# Creating a Simple Database

We're going to create a simple database of 0s and 1s. Each entry will correspond to the number of people in database which comprise a certain quality(1) or not(0).

In [1]:
import torch

# number of entries in database
num_entries = 5000

db = torch.rand(num_entries) > 0.5
db

tensor([0, 0, 0,  ..., 0, 1, 0], dtype=torch.uint8)
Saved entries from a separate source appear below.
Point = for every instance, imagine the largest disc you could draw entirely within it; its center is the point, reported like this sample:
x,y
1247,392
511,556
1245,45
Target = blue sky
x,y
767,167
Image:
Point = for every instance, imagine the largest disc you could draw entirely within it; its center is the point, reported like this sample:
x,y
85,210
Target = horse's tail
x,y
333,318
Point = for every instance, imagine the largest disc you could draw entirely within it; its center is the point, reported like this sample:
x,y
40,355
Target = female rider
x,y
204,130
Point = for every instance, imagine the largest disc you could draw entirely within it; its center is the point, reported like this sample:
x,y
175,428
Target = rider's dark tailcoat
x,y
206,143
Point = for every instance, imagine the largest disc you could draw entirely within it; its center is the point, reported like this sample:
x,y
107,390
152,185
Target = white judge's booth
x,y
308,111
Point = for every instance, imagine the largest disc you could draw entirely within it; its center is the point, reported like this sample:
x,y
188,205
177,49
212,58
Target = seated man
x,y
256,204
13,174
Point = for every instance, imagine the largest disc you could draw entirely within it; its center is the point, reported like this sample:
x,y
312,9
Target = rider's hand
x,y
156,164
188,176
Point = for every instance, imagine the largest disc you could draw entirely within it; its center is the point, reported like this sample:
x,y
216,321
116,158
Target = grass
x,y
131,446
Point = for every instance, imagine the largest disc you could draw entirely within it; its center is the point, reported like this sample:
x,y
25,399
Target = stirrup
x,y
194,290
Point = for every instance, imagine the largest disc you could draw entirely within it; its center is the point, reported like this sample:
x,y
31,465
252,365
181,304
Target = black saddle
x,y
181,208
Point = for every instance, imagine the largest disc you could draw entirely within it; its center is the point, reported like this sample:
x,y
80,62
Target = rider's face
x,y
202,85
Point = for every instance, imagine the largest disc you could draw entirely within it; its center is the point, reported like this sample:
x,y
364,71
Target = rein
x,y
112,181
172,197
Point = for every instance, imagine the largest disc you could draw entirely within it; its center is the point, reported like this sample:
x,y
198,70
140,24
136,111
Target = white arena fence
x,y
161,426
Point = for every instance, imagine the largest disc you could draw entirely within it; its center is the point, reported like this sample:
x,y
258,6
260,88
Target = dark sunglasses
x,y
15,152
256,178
## Project: Generate Parallel Databases

The definition of Differential Privacy can be perceived by answering a simple question:

>Will removing any one of the members from the database generate different output for the same query?

In order to check this, we will create parallel databases(N unique databases with N-1 entries).

Objective of project:
To create a function that
- Creates the initial database (db)
- Creates the parallel databases (List of pdb)

In [2]:
db = torch.rand(num_entries) > 0.5
db

tensor([1, 1, 1,  ..., 0, 0, 1], dtype=torch.uint8)

In [6]:
def get_parallel_db(db, remove_index):
    return(torch.cat((db[:remove_index], db[remove_index+1:])))

In [13]:
res = get_parallel_db(db, 2)
print(res)
print(res.shape)

tensor([1, 1, 0,  ..., 0, 0, 1], dtype=torch.uint8)
torch.Size([4999])


In [14]:
def get_parallel_dbs(db):

    pdbs = []

    for i in range(len(db)):
        pdbs.append(get_parallel_db(db, i))

    return(pdbs)

In [15]:
get_parallel_dbs(db)

[tensor([1, 1, 0,  ..., 0, 0, 1], dtype=torch.uint8),
 tensor([1, 1, 0,  ..., 0, 0, 1], dtype=torch.uint8),
 tensor([1, 1, 0,  ..., 0, 0, 1], dtype=torch.uint8),
 tensor([1, 1, 1,  ..., 0, 0, 1], dtype=torch.uint8),
 tensor([1, 1, 1,  ..., 0, 0, 1], dtype=torch.uint8),
 tensor([1, 1, 1,  ..., 0, 0, 1], dtype=torch.uint8),
 tensor([1, 1, 1,  ..., 0, 0, 1], dtype=torch.uint8),
 tensor([1, 1, 1,  ..., 0, 0, 1], dtype=torch.uint8),
 tensor([1, 1, 1,  ..., 0, 0, 1], dtype=torch.uint8),
 tensor([1, 1, 1,  ..., 0, 0, 1], dtype=torch.uint8),
 tensor([1, 1, 1,  ..., 0, 0, 1], dtype=torch.uint8),
 tensor([1, 1, 1,  ..., 0, 0, 1], dtype=torch.uint8),
 tensor([1, 1, 1,  ..., 0, 0, 1], dtype=torch.uint8),
 tensor([1, 1, 1,  ..., 0, 0, 1], dtype=torch.uint8),
 tensor([1, 1, 1,  ..., 0, 0, 1], dtype=torch.uint8),
 tensor([1, 1, 1,  ..., 0, 0, 1], dtype=torch.uint8),
 tensor([1, 1, 1,  ..., 0, 0, 1], dtype=torch.uint8),
 tensor([1, 1, 1,  ..., 0, 0, 1], dtype=torch.uint8),
 tensor([1, 1, 1,  ..., 0, 0

In [16]:
def create_db_and_parallel_dbs(num_entries):
    
    db = torch.rand(num_entries) > 0.5
    pdbs = get_parallel_dbs(db)
    
    return(db, pdbs)

In [17]:
db, pdbs = create_db_and_parallel_dbs(2000)

In [19]:
print("Shape of db:", db.shape)
print("Length of pdbs:", len(pdbs))
print("pdbs[0]:", pdbs[0])
print("Shape of pdbs[0]:", pdbs[0].shape)

Shape of db: torch.Size([2000])
Length of pdbs: 2000
pdbs[0]: tensor([0, 1, 1,  ..., 0, 1, 0], dtype=torch.uint8)
Shape of pdbs[0]: torch.Size([1999])